Il v. 14 introduce il tema dell’innalzamento del Figlio dell’Uomo: tale titolo cristologico ha
certamente un’ascendenza danielica e si riferisce alla visione notturna di Dn 7. Nel vangelo
di Giovanni il titolo di ‘Figlio dell’Uomo’ viene usato da Gesù in riferimento alla propria
azione redentrice, al compimento della propria missione. L’espressione ‘Figlio dell’Uomo’,
che Giovanni cita 13 volte, è una figura dinamica depositaria della rivelazione e soprattutto
oggetto di esaltazione perché congiunge l’umile umanità alla sua gloria divina.
L’innalzamento di cui si parla al v. 14, fa pensare subito all’innalzamento sulla croce che
nella logica umana sembra il colmo dell’umiliazione e dell’abbassamento, ma che nella
prospettiva pasquale assunta da Giovanni diventa la rivelazione della sua condizione regale
perché è una morte per dedizione assoluta, per amare fino alla fine; l’innalzamento sul trono
della croce diventa cioè un innalzamento a segno rivelatore di salvezza. Colui che è
innalzato sulla croce diventa oggetto di contemplazione, come appare dalla tipologia
istituita con il serpente di bronzo innalzato da Mosè nel deserto (Nm 21,9).

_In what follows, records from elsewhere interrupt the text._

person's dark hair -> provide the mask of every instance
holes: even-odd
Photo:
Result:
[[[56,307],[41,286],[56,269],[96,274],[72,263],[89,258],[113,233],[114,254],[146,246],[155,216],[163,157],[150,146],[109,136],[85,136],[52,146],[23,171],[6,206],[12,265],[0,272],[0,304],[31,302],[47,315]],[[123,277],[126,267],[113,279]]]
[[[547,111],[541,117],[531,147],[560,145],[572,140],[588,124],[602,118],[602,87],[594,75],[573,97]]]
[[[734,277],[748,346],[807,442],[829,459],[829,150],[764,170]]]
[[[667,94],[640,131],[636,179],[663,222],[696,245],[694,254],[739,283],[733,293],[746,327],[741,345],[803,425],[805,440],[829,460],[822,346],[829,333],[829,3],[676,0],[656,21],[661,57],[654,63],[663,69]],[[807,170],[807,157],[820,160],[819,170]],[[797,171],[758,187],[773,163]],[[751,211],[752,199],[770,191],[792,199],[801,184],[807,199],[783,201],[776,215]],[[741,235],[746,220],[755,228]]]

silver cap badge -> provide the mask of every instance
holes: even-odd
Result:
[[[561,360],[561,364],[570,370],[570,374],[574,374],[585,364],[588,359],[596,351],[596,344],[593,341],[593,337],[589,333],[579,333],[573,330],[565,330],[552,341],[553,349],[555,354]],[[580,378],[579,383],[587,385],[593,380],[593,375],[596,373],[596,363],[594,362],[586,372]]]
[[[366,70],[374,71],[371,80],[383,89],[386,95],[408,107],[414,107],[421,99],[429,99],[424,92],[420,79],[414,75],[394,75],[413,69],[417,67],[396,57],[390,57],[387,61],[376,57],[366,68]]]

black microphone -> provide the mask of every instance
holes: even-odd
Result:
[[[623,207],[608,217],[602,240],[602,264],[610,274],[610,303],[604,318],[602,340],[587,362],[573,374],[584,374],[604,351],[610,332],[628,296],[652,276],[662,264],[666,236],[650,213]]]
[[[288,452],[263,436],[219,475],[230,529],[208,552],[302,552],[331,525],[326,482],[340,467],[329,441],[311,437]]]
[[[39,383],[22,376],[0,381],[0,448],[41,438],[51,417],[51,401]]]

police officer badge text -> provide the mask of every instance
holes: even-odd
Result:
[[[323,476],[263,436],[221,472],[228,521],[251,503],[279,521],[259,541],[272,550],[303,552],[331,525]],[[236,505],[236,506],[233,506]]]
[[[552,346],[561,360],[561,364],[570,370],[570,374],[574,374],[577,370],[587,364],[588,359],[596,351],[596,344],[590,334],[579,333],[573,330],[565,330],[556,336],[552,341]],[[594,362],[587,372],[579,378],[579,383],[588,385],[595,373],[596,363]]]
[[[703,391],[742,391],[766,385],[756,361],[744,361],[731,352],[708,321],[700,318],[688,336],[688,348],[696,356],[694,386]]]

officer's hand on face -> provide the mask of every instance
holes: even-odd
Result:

Quanto precedentemente era stato affermato sulla missione del Figlio dell’Uomo, innalzato
sulla croce, per donare la vita eterna a chi crede in lui, trova ora la sua fondazione teologica
in una cristologia del Figlio in modo assoluto. Difatti il v. 16 inizia con una particella che
talora ha un valore comparativo, ma quando è usata in modo assoluto assume una valenza
esclamativa:«Fino a tal punto!». Inoltre la sua collocazione all’inizio della frase gli dà un
valore assai enfatico. Si vuole così introdurre un’affermazione radicalmente unica e
incomparabile, per dire il mistero di un amore di Dio assolutamente smisurato e che ha per
oggetto il mondo. Il dialogo con Nicodemo si addentra poi in una serie di riflessioni di
natura escatologica, tipicamente giovannea, che al contrario dei Sinottici anticipa il giudizio
fin da ora, per cui esso si dà quando, invece della decisione di fede, si dà quella
dell’incredulità. Chi crede ha già la vita eterna e con essa la promessa della risurrezione,
mentre chi non crede è già condannato (Gv 3,18). In definitiva per Giovanni la decisione di
incredulità pone la persona in un permanente stato di giudizio che si manifesterà nell’ultimo
giorno. Nel prosieguo delle parole rivolte a Nicodemo, Gesù esplicita che il giudizio di
condanna non è formulato da Dio, ma da chi si chiude alla luce divina venuta nel mondo e
perciò risulta essere un’autocondanna. All’Amore incomprensibile di Dio, che giunge a dare
il Figlio per il mondo, si contrappone il fatto che gli uomini hanno amato più le tenebre che
la luce. L’antitesi con cui si conclude il dialogo con Nicodemo vede l’opposizione tra chi fa
il male e non viene alla luce e colui che fa la verità e viene alla luce. Fare la verità, nel
vangelo di Giovanni, significa aprirsi al mistero di Cristo rivelatore, accogliendolo perciò
come ‘luce’. La contrapposizione non è quindi tra un agire eticamente negativo e uno
positivo, ma tra un agire ispirato all’incredulità e uno radicato nella fede cristologica. Infatti
per Giovanni l’unica vera opera di Dio che l’uomo possa realizzare è la fede: «Questa è
l’opera di Dio: credere in colui che Egli ha mandato» (Gv 6,29).
Nicodemo ha accolto ciò che Gesù gli ha detto? Ha accettato di venire alla luce?
La risposta la troviamo in Gv7,50, quando difende Gesù davanti al Sinedrio e poi quando,
onora Gesù, in modo regale con le cento libbre di mirra e aloe (Gv 19,39).